Tick Box Surveillance of Mothers
- Created: Monday, 23 March 2015 16:38
- Written by Mary Nolan
I run a weekly drop-in session for mothers at the library in the city where I work. It is always a joy. I have entitled my sessions ‘All About One Year Olds ‘and this means that mothers arrive with young people in tow who then proceed to demonstrate most of the behaviours I am talking about – crying, separation anxiety, running to Mom for a quick oxytocin fix, exploring (there are ceiling to floor glass walls in the room I use – ideal for toddlers driven to find out as much as possible about how the world works), playing alongside each other……
There was a lovely incident last week where a bright-as-a-button 14 months little boy accidentally knocked over a very placid 12 months baby girl. As the little girl started to cry (signalling to her Mom to protect her from further harm), the little boy gently rubbed her head and gave her a kiss. On the powerpoint presentation, there was a slide on modelling – parents modelling, for example, eating foods that are new to the baby; parents modelling to their infants that it is possible to be calm when disaster (being deprived of a toy that doesn’t belong to you) strikes. The little boy clearly already had what psychologists call an ‘internal working model’ of what it is to be kind. And we’d all agree that, as my own mother used to say, ‘if you can’t be clever or beautiful or successful, at least be kind’.
I always start my session by saying that I’m not offering a ‘Parenting Masterclass’ in the manner of ‘Supernanny’ but simply sharing with the mothers, and occasional father, what research from neuroscience and developmental psychology is telling us about the influences that operate to mould our tiniest citizens into the adults they will become.
Last week, I read a very good article by Libby Purves on the difficulties of mothering in the 21st century. I agreed with every word she had written, and loved her recommendation to readers about how to cope with a ‘bossily judgmental’ world where parents are criticised if they do and criticised if they don’t. On the subject of going back to work, Purves wrote, ‘If you need to work to survive, economically or personally, don’t feel guilty about it. Keep smiling, mainly at the children’.

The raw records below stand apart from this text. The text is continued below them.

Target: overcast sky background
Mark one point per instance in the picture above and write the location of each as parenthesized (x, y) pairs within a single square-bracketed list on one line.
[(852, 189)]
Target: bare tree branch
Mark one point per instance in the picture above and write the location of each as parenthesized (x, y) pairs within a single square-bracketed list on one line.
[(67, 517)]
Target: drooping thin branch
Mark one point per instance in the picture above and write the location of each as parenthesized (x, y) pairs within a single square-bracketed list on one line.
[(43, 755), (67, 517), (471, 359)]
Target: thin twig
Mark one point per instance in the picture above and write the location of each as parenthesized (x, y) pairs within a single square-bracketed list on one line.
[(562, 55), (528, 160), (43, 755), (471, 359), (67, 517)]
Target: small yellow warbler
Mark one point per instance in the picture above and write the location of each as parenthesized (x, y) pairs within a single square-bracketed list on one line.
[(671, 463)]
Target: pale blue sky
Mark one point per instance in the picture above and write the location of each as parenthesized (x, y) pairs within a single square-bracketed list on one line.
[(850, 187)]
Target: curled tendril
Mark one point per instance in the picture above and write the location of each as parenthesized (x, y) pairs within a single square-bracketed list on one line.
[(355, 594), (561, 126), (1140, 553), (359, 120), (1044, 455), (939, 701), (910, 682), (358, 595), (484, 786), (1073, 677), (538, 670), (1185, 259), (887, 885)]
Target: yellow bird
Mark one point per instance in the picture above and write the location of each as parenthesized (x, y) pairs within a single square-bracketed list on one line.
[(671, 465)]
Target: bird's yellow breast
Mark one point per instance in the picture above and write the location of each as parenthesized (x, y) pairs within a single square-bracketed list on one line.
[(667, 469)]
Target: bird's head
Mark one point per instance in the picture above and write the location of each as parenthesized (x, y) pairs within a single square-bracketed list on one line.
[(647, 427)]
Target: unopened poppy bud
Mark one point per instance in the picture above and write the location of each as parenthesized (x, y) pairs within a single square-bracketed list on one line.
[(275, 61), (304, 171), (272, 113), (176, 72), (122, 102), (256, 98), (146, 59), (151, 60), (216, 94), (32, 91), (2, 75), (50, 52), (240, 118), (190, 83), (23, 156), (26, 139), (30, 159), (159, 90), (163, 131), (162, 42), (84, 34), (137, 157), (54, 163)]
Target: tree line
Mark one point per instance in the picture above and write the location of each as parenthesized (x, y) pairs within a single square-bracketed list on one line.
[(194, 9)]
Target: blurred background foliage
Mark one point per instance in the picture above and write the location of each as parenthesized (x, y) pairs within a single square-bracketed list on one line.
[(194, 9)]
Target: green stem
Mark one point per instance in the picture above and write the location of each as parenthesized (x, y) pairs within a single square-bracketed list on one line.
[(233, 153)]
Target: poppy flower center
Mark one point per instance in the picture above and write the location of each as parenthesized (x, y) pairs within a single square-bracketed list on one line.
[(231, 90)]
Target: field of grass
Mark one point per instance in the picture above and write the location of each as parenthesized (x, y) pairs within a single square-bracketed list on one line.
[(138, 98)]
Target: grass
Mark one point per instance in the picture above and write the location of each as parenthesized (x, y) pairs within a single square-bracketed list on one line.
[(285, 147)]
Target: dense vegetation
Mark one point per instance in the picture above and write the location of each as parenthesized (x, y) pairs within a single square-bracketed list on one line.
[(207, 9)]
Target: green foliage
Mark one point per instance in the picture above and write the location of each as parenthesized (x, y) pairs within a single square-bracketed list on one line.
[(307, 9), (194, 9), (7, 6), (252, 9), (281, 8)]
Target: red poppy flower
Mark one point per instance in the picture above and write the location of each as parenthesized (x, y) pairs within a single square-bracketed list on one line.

The ‘bossily judgmental’ nature of maternity care was forcibly brought home to me recently when a midwife told me that she was now obliged to fill in an A3 form on mother/infant sleeping behaviour. She first had to ask each mother she visited where her baby had slept the night before. And then – she had to ask to SEE where the baby had slept (there was a box to tick to say that she had done this). Ok – think back to when you had a new baby. What sort of state was your bedroom in? Would you have been happy to have it scrutinised by someone with a clipboard? I was amazed that most of the women the midwife visited complied with her request, and was interested in what happened to the mothers who instead told her where to get off – were these mothers placed on an ‘at risk’ register? extra visits scheduled for further surveillance???? If the bedroom was untidy (dirty coffee cups on the bedside table; clothes strewn across the floor…) was the mother given advice on maintaining a clean and hygienic home?
Motherhood has probably always been a guilt trip, but that’s because women have always and will always set themselves impossibly high standards in relation to their mothering. I met a young woman recently who was on the verge of being made homeless; she was a heavy smoker; she drank too much; she didn’t look after herself – but she looked after her daughter with a 1000% commitment. She asked me tearfully if I thought she was a good mother. I thought she was amazing.
So no matter what our involvement with mothers and fathers in the very early years is, I’m sure it’s not about surveillance and advice giving. Whatever the mother with the loving little boy at my group was doing, and whatever the desperate one with the glowingly healthy two year old daughter was doing, they had both got the mothering completely right.
I am not therefore in favour of A3 tick-box forms to make women feel guilty about where their baby slept last night.